I’m on my own

Im+on+my+own

Walking in circles around my childhood neighborhood, softly singing each word to “On My Own” from the Teen Beach 2 soundtrack, I didn’t let myself go home until I got every word right.

I was ten when Teen Beach 2 was released. I had a love-hate relationship with it as I absolutely loathed how they closed the story, but there was one song that made the movie a staple in my life.

When the main character, Brady, played by Ross Lynch, is going through a rough patch with his girlfriend Mack, played by Maia Mitchell, he sings this song about life without her. As a ten-year-old, I obviously felt very connected to this song.

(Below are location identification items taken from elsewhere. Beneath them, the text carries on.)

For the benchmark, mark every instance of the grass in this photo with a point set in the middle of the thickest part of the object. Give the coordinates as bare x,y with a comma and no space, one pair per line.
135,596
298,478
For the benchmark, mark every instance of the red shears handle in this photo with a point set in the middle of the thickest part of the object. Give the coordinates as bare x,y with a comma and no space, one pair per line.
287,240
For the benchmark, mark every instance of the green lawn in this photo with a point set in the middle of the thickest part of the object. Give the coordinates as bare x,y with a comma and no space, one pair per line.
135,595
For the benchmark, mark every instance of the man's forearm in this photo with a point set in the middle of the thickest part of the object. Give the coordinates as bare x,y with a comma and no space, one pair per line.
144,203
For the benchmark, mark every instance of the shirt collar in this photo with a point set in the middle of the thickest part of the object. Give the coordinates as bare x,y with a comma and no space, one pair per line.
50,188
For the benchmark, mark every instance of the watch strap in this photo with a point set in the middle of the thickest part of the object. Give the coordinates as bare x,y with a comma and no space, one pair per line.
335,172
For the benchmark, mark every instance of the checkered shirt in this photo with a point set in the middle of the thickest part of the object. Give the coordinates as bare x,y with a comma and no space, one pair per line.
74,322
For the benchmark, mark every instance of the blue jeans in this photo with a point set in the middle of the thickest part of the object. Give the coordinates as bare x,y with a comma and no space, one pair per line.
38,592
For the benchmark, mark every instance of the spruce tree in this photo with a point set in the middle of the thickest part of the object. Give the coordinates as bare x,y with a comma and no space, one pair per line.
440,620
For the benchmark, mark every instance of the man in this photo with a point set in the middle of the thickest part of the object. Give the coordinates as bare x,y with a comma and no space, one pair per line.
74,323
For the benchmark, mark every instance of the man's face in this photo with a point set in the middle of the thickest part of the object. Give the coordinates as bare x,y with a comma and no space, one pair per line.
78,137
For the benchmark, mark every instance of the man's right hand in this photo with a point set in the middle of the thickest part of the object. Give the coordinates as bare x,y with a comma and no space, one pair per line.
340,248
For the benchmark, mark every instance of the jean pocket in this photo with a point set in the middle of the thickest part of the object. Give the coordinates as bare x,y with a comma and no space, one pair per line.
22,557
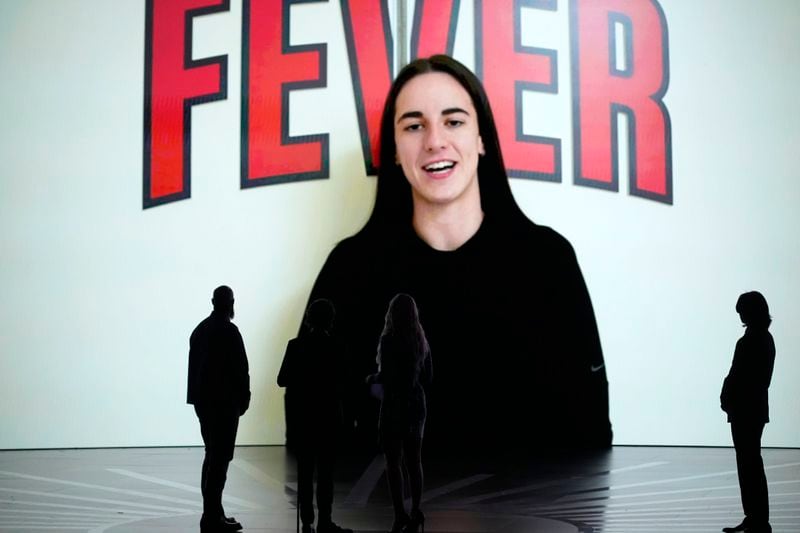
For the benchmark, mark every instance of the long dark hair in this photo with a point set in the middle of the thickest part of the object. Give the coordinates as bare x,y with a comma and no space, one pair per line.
393,201
754,310
403,345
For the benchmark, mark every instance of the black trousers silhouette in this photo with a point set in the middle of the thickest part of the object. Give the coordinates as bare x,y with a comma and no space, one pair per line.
311,457
752,480
218,426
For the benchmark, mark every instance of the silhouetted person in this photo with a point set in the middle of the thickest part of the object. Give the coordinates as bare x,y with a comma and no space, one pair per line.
404,371
311,372
219,389
506,310
744,397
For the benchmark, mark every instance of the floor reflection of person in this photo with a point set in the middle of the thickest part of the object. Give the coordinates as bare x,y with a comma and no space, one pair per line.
219,389
310,372
745,399
404,372
503,300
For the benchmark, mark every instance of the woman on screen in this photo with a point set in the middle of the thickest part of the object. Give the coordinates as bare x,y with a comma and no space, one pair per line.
504,303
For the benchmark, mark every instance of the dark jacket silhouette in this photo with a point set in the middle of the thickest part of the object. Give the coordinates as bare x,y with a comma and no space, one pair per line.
219,388
218,368
311,371
745,399
745,390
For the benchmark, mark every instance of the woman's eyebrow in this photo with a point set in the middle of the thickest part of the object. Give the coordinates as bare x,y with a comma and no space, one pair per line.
418,114
451,110
410,114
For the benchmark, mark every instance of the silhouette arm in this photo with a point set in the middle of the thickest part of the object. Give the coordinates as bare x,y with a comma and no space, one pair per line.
286,375
244,372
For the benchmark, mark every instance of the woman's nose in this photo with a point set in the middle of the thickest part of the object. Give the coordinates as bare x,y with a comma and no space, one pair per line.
434,138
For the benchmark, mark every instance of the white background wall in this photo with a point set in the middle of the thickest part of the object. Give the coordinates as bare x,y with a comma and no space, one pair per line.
99,295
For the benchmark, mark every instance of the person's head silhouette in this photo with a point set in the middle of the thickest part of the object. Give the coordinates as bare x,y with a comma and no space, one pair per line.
753,310
222,300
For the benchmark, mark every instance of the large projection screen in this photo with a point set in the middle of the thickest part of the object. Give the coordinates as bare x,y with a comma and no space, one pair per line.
102,287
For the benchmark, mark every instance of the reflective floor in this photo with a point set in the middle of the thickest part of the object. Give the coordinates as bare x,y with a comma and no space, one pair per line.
627,489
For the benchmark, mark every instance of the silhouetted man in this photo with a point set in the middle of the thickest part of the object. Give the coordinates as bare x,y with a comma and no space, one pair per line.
219,389
745,398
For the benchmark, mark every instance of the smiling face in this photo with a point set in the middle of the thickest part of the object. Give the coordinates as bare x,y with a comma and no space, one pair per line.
438,142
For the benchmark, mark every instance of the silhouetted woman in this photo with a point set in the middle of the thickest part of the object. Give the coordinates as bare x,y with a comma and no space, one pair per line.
744,397
404,370
311,372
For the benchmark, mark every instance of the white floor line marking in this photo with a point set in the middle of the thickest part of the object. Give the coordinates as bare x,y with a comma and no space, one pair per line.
454,486
507,492
359,494
106,488
556,482
96,500
661,502
22,526
129,512
638,467
10,510
259,475
684,478
180,486
682,491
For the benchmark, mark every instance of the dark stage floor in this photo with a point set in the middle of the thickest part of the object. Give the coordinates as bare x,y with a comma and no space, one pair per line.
627,489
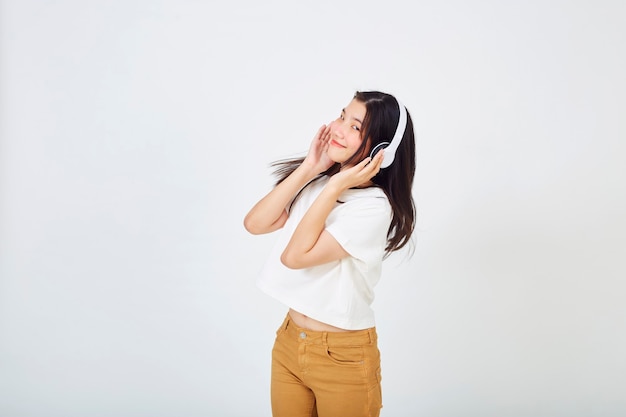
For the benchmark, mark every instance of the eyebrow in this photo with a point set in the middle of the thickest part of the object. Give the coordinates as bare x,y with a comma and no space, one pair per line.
358,120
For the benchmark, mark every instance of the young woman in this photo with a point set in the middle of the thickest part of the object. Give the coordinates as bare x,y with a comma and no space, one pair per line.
342,209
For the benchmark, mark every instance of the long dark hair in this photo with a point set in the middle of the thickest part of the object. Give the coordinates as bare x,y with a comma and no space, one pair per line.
381,119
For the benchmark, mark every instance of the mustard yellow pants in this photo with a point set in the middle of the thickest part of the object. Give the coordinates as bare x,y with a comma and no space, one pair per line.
325,374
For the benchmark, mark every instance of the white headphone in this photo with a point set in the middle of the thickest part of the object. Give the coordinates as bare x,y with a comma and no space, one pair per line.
391,147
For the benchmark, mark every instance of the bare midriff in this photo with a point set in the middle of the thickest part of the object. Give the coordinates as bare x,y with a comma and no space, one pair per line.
307,322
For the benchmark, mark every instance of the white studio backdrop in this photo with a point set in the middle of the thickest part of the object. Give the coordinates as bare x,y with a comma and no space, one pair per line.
136,134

Yet, here I am eight years later, still listening to the catchy tune, though I still cannot relate, at least not to the surface meaning of the song.

I now find myself applying these lyrics to my future, as my last childhood summer is approaching and it does feel like all my big plans are blowing away in the breeze.

As a ten-year-old, I obviously felt very connected to this song.

Though I’m not leaving a serious relationship or moving away from a beach I have surfed at my whole life, the future is approaching rapidly and I will soon be on my own.

I was five when the song “I’ll Always Remember You” started playing in a Hannah Montana episode. I was a little teary-eyed as Miley said goodbye to her alter ego. 

I now see that song as a song that makes the air in my lungs leave my body when I think about graduating in a month and will truly relate to leaving all my memories behind.

As Hannah sings “I always knew this day would come, we’d be standing one by one with our futures in our hands” on my car radio on the way to my high school graduation, I know the tears will ruin my mascara and I’ll choke on the lyrics as I close yet another chapter.

In my freshman year, my friends and I fell in love with the song “History” by One Direction. It symbolized the band separating from one of its members, and reflecting on the good times. Now, three years later, that song has a more personal meaning, and at the time I’m writing this, I have 34 days left of the entire life I have lived thus far. 

Three songs, discovered years apart, all sit in one playlist symbolizing the ending of the most crucial era of my life so far. I’ve spent the past four years hoping it would end sooner, looking forward to the big events, and as it approaches, I loathe my past self for wishing it here so soon.

The places, the people, and the music that has shaped the past eighteen years now are fighting the anxieties of my future, attempting to grab me and pull me into the past so I won’t focus on what will happen after May 17.

I truly will be “On My Own” in a few months, telling my friends “I’ll Always Remember You” as I pack up my childhood room, and someday reminiscing on the “History” this era of my life is becoming as it uncontrollably and finally closes.